# How can a harmonica make some different sounds?

I have read this article in which the author doesn't mention the physical calculation which makes a harmonica to be played with a full octave.

Now, I want to know about the physical calculations for a diatonic harmonica. So, my question is: Is there any physical calculation which allows a harmonica can make some different sounds?.

I care about a full-octave only; such as, 8 notes: C6 - D6 - E6 - F6 - G6 - A6 - B6 - B7.

• Can you explain more about what you mean by a physical calculation? Dec 12, 2015 at 4:38
• Each note is produced by a different reed. The reeds have different lengths. Dec 12, 2015 at 7:41
• purintun.com/harp_bending_attributes_article.pdf seems an interesting resource. Dec 12, 2015 at 15:40
• The reed is the tube - you should post your second edit as the answer to your own question... Jan 1, 2017 at 20:35

This became too long to include in comments.
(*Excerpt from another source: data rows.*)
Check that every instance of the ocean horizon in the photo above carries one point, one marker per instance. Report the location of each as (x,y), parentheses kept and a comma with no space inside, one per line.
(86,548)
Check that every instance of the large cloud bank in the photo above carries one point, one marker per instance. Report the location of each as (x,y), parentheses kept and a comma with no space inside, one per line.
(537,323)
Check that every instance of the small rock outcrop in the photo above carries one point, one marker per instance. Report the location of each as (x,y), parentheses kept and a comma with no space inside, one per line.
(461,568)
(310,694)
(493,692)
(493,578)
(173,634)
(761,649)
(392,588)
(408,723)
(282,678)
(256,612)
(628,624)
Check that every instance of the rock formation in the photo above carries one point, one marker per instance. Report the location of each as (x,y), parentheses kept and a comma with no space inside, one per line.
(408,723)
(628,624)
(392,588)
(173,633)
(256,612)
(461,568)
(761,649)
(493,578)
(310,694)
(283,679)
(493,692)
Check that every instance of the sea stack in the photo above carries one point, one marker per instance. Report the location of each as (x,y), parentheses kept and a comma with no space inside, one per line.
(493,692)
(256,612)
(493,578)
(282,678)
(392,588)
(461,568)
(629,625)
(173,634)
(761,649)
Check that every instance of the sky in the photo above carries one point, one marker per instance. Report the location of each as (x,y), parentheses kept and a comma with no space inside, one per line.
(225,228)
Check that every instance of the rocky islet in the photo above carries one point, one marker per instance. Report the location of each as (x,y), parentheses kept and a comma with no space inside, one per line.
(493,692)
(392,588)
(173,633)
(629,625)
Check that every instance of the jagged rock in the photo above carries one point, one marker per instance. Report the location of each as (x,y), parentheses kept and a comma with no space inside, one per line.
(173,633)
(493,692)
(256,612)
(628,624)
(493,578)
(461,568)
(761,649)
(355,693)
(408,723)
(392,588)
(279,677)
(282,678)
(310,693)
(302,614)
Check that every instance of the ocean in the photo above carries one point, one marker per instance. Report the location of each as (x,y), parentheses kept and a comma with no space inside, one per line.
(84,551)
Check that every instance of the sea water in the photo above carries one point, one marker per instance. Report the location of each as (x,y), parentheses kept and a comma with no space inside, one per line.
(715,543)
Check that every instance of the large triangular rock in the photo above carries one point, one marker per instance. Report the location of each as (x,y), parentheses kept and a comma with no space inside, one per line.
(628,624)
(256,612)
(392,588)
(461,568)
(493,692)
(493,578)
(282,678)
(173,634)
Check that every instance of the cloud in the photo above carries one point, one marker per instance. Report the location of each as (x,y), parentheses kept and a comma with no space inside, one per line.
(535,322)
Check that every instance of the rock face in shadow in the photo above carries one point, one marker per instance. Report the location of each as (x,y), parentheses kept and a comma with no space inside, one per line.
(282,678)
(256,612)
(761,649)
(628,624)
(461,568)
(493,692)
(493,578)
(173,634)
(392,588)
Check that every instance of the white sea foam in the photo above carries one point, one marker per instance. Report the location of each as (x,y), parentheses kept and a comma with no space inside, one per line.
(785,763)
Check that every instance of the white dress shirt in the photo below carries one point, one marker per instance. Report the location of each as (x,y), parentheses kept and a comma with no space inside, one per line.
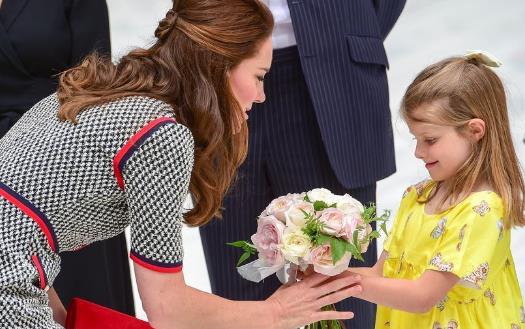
(283,35)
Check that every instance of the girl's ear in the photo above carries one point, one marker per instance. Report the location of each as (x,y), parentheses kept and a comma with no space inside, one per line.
(476,128)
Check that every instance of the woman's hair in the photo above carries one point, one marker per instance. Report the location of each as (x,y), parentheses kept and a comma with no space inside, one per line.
(463,89)
(198,43)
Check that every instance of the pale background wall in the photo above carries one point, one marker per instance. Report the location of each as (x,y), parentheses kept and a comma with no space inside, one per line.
(428,30)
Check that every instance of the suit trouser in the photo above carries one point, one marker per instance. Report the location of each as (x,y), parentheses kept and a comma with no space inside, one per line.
(286,155)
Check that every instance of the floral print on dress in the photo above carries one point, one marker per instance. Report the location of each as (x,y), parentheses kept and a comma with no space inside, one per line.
(437,261)
(490,295)
(441,305)
(482,208)
(478,276)
(461,236)
(439,229)
(420,187)
(499,225)
(452,324)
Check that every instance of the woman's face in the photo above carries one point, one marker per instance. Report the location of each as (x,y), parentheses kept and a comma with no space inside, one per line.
(246,78)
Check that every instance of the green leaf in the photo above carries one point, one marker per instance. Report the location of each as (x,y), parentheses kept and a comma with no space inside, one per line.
(238,244)
(356,253)
(320,205)
(374,235)
(306,198)
(323,238)
(243,258)
(355,238)
(338,247)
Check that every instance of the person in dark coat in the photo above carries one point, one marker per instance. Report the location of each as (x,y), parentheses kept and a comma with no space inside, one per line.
(326,123)
(38,40)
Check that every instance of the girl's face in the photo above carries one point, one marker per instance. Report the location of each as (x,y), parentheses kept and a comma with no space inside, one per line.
(246,78)
(442,148)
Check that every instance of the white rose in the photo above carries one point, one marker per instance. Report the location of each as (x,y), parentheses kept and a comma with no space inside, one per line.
(295,218)
(295,246)
(279,206)
(320,194)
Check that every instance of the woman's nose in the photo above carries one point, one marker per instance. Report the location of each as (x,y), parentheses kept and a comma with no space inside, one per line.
(261,96)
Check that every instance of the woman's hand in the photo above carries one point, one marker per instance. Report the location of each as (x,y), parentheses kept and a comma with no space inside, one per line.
(300,303)
(59,312)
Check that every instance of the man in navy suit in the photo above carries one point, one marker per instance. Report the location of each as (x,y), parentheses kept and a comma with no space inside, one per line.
(326,123)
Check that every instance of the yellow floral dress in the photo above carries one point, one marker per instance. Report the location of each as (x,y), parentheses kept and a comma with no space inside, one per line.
(468,240)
If someone wants to construct a better answer using this as a foundation, be my guest; I figure it's better to get the knowledge out there.

F=(nv)/(2L) is for an open tube, like a flute, not for a free reed instrument like a harmonica. Where L is the length of the tube, v is the wave speed (in this case the speed of sound in air, 343) and n is the harmonic. Google "open end air column" if that doesn't make sense to you.

This paper goes into great detail about the physics of sound production within a harmonica. Once you get past the harmonica as a "pitch pipe" and look at bends (sympathetic resonance between reeds) and overblows, it gets pretty interesting.

If you ignore bending and overblows, the frequency produced by a harmonica is the question of the fundamental frequency of a free reed. The physics of free reed instruments is more complicated than flutes. The pitch is affected by the chamber length where the reed sits, but in a harmonica this is negligible (the pitch of the harmonica is roughly the same as the pitch of the reed plate on its own). The question of deriving the fundamental pitch of a free reed is more difficult than it is for a flute, because whereas a flute is only affected by the physical dimensions of the tube (a wood pipe makes the same pitch as a metal one) a free freed is entirely dependent on the properties of the material, the thickness, the way its fastened to the reedplate etc. etc.

There are various journal articles that get into some of the details of how it works, but I'm afraid there is no "short answer" like there is for say, a guitar, a flute, a clarinet, a piano etc.